Kim McLeod--IR mosaic

What is this picture?

It's a mosaic of astronomical images from my thesis. The images were obtained with a near-infrared camera at the Steward Observatory 90" Telescope on Kitt Peak near Tucson AZ.

  • The top two images are nearby quasars. These are H-band (wavelength 1.6 microns) pictures. The one on the left is one of the first quasars discovered, 3C273. Its famous jet is visible to the upper right of the quasar. The one on the left is the quasar PG0050+124, aka I Zw 1.
  • The bottom two images show low-power cousins to the quasars: they are Seyfert galaxies. These are K-band (2.2micron) pictures.

    Ooooh, how about this picture?

    It's a look at some images obtained with NICMOS (the Near-Infrared Camera and Multi-Object Spectrometer), which was Shuttled up to the Hubble Space Telescope in 1997. The second column shows what the host galaxies look like when the light from the pesky nucleus has been removed. Each little box is about 10 arcseconds on a side.

    Whoa! What about this ugly one?

    It's a sample of what the NICMOS images look like when they are sent down from the telescope. The big box is 19 arcsec on a side, and the quasar is the bright object to the right of center. There is lots of processing required to remove the effects of cosmic rays, dark current from the detector, differences between the quadrants, variations in pixel-to-pixel response...but they all work out in the end.

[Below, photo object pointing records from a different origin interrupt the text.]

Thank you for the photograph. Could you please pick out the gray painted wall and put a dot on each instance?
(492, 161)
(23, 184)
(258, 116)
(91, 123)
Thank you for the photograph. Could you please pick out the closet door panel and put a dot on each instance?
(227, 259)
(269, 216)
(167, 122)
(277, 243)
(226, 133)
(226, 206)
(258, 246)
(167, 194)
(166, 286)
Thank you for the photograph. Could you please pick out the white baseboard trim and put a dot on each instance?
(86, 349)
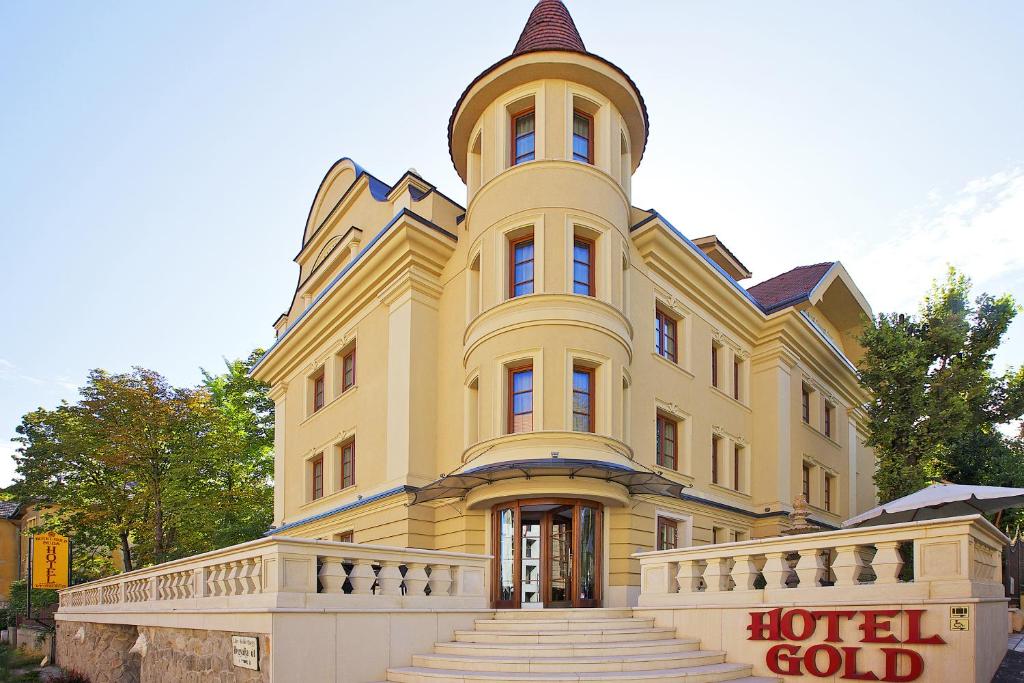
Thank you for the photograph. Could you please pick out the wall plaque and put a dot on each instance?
(245, 651)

    What is this other picture?

    It's a mosaic of visible-lightimages of the nearby quasar PG 1116+215 obtained from the HST archive. Shown here are the quasar (upper left); a PSF star having similar saturation level to the quasar (upper right); the PSF-subtracted quasar (lower left); and a nearby galaxy from the same WFPC2 image as the quasar. All images are shown with the same logarithmic stretch, and each image is 20 arcseconds on a side. Considerable noise from saturation, bleeding, and diffraction spikes is present in the central part of the subtracted image. Note the similarity between the subtracted image and the nearby galaxy; if at the redshift of the quasar, the nearby galaxy has a luminosity of L~1.4L*, or several times that of our Milky Way.